Archaeologists reportedly had to work quickly once they removed the jugs from the cellar, as they risked contamination from the outside air. In a teleconference with reporters, Dr. Andrew Koh of Brandeis University who also participated in the excavation project, said that the traces of tartaric acid found on the jars by organic residue analysis were "a surefire marker" of grape juice or wine.
The wine jars could hold a total of 8,453.5 cups, meaning the 15 by 25 foot storage room where the jars were found could have held the modern day equivalent of 3,000 bottles of wine. The wine jugs have been dated to be older than both the bible and the Dead Sea Scrolls by hundreds of years, with the cellar having an estimated date of 1700 B.C.

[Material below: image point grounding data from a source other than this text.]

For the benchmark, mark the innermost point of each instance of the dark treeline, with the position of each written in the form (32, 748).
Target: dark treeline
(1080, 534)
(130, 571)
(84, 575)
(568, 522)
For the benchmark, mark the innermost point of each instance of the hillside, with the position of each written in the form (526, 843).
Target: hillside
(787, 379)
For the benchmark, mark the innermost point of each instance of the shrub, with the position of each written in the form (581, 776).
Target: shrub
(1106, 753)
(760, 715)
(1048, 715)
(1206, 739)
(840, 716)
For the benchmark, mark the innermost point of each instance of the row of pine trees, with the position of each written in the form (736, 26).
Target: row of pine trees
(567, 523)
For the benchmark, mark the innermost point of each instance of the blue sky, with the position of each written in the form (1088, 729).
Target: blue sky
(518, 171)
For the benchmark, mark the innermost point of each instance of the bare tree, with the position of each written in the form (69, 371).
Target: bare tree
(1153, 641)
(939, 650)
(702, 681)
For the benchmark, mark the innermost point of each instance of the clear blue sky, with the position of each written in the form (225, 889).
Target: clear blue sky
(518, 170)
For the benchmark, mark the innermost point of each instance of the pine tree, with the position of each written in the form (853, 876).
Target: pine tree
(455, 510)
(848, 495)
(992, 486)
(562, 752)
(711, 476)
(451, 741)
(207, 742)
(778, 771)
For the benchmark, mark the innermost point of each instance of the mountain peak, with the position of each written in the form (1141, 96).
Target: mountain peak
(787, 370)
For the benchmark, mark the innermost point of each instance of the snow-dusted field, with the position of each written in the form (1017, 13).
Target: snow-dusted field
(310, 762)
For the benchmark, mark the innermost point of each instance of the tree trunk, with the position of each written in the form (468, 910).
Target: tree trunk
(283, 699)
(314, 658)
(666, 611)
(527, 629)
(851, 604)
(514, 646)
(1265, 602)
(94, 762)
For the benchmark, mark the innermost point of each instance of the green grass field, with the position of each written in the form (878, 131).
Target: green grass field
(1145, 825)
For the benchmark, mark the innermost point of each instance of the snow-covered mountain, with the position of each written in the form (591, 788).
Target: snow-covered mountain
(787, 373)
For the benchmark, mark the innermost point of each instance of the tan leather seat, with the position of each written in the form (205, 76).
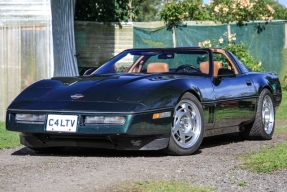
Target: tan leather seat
(216, 66)
(157, 67)
(204, 67)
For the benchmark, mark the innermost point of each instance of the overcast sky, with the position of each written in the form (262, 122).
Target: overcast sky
(283, 2)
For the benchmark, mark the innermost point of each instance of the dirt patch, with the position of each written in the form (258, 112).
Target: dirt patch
(216, 164)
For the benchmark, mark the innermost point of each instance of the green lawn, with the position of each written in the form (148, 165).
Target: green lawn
(159, 186)
(8, 139)
(269, 159)
(281, 113)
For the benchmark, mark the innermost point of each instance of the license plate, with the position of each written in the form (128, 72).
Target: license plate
(62, 123)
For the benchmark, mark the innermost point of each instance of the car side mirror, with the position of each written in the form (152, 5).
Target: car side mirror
(89, 72)
(223, 72)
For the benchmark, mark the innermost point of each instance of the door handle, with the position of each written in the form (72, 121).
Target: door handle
(248, 83)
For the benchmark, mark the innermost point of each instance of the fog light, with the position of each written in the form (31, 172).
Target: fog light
(102, 120)
(161, 115)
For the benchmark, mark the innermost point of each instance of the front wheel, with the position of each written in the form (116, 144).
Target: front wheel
(263, 125)
(187, 127)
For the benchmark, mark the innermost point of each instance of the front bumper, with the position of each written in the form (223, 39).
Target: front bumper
(94, 141)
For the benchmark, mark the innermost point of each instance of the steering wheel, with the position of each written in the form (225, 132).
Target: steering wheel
(185, 67)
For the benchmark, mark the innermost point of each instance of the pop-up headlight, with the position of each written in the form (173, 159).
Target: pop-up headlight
(105, 120)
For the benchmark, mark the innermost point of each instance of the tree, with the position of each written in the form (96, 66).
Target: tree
(106, 11)
(240, 11)
(148, 10)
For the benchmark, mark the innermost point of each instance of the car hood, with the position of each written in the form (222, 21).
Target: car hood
(126, 92)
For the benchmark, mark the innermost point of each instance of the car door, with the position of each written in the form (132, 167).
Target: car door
(235, 97)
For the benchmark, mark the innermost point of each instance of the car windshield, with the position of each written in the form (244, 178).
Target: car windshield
(157, 61)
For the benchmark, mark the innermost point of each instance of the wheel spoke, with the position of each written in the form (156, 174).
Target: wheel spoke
(186, 128)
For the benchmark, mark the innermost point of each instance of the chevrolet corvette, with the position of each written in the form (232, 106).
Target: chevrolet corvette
(148, 99)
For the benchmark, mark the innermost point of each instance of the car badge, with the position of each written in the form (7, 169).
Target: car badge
(77, 96)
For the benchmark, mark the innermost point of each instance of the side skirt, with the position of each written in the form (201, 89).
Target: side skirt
(221, 131)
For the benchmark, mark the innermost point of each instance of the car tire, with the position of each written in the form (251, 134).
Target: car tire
(187, 126)
(263, 125)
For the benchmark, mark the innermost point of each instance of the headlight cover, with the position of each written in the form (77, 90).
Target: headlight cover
(105, 120)
(30, 118)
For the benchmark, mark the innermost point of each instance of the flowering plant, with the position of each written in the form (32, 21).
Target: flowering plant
(227, 42)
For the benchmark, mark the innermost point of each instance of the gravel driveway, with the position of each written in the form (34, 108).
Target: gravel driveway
(95, 170)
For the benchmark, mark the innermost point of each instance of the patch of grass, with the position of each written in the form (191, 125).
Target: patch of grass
(242, 184)
(280, 129)
(281, 113)
(161, 186)
(266, 160)
(8, 139)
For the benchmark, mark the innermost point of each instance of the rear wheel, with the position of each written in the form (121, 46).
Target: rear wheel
(188, 126)
(263, 125)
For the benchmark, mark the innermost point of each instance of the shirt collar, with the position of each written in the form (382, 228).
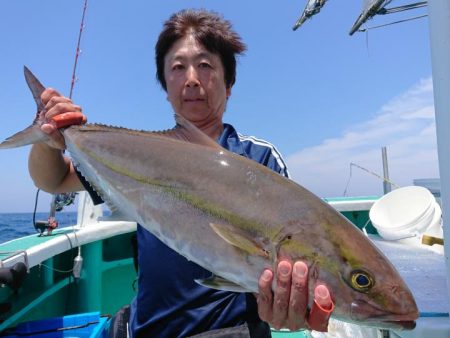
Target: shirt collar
(229, 139)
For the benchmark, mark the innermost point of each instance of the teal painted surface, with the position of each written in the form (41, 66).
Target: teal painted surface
(50, 291)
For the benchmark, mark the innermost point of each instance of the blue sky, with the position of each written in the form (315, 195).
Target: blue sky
(325, 99)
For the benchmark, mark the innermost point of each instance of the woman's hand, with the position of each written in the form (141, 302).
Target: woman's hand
(287, 307)
(60, 112)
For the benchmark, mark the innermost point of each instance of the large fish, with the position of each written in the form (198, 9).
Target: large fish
(231, 215)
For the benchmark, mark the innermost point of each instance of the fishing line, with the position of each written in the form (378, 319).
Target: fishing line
(368, 171)
(393, 23)
(77, 51)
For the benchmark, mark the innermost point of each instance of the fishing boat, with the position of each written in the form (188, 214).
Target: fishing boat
(71, 281)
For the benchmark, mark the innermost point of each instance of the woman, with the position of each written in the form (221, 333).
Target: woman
(196, 66)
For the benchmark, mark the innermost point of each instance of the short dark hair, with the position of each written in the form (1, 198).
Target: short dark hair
(208, 28)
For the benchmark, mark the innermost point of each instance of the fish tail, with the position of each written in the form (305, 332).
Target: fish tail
(33, 133)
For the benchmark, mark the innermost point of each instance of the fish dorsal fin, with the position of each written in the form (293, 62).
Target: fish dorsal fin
(239, 239)
(186, 131)
(219, 283)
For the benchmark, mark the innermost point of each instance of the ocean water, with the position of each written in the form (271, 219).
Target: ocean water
(14, 225)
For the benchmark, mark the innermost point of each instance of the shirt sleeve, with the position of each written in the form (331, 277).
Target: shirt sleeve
(276, 162)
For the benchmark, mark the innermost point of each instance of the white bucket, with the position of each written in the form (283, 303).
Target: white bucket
(404, 213)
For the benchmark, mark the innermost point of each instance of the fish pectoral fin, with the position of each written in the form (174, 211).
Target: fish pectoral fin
(186, 131)
(239, 239)
(219, 283)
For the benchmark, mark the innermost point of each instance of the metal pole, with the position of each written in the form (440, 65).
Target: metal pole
(439, 22)
(386, 185)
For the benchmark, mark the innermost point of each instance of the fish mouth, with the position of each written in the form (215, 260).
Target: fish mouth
(372, 315)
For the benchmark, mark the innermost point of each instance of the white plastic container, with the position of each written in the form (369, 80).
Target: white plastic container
(404, 213)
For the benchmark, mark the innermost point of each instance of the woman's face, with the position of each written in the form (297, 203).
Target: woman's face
(195, 82)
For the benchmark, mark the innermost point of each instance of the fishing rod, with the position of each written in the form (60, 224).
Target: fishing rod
(59, 201)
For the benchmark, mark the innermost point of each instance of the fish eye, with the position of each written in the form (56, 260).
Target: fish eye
(361, 281)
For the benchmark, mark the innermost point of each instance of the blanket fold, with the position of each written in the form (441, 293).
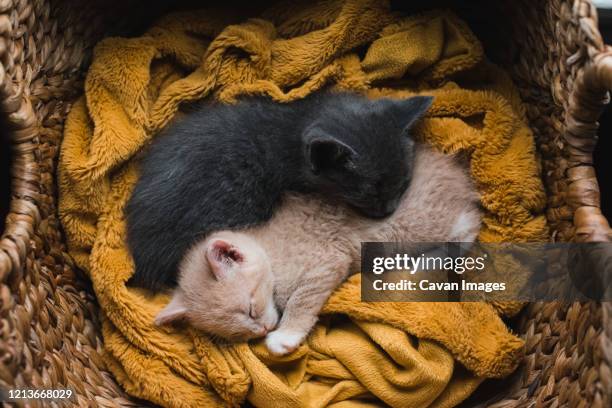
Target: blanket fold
(359, 354)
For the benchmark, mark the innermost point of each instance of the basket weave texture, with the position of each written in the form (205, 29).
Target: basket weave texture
(49, 336)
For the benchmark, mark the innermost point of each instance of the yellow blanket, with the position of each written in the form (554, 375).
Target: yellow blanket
(417, 355)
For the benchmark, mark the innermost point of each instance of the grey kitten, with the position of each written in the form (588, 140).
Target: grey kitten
(230, 283)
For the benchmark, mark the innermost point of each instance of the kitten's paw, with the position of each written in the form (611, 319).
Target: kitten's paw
(466, 227)
(281, 342)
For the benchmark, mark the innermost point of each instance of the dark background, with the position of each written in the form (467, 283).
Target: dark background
(603, 163)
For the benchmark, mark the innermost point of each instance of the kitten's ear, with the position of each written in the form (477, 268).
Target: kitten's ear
(222, 256)
(412, 109)
(175, 310)
(327, 152)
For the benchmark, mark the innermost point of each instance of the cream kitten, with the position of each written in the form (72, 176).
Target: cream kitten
(307, 249)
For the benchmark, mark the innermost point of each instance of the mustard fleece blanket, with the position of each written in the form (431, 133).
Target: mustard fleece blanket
(360, 354)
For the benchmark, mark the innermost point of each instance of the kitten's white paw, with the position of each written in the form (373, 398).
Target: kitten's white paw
(466, 227)
(281, 342)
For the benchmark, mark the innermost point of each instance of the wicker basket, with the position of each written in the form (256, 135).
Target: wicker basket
(49, 336)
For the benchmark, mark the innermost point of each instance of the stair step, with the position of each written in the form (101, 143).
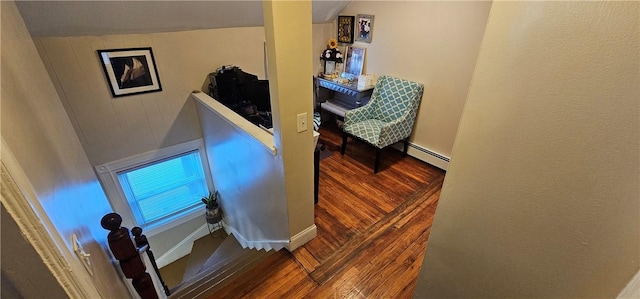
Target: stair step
(228, 251)
(200, 253)
(219, 273)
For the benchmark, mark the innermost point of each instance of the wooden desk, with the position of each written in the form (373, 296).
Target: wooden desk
(338, 98)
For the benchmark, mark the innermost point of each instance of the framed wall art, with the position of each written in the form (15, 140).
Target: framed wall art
(355, 61)
(130, 71)
(345, 29)
(364, 24)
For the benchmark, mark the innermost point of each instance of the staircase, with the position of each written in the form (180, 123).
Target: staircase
(215, 260)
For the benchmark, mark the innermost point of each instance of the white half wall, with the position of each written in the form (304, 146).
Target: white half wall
(246, 172)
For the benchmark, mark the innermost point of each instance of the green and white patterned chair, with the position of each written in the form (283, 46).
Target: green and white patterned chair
(387, 118)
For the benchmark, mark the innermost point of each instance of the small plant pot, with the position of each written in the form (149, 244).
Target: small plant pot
(213, 215)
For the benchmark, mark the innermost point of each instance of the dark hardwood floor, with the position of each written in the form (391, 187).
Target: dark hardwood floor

"This is a hugely significant discovery," Eric H. Cline, the other co-director of the Tel Kabri excavations, said in a statement issued by George Washington University to the New York Times. Cline is the chairman of the department of classical and Near Eastern languages and civilizations at the university. "It's a wine cellar that, to our knowledge, is largely unmatched in its age and size."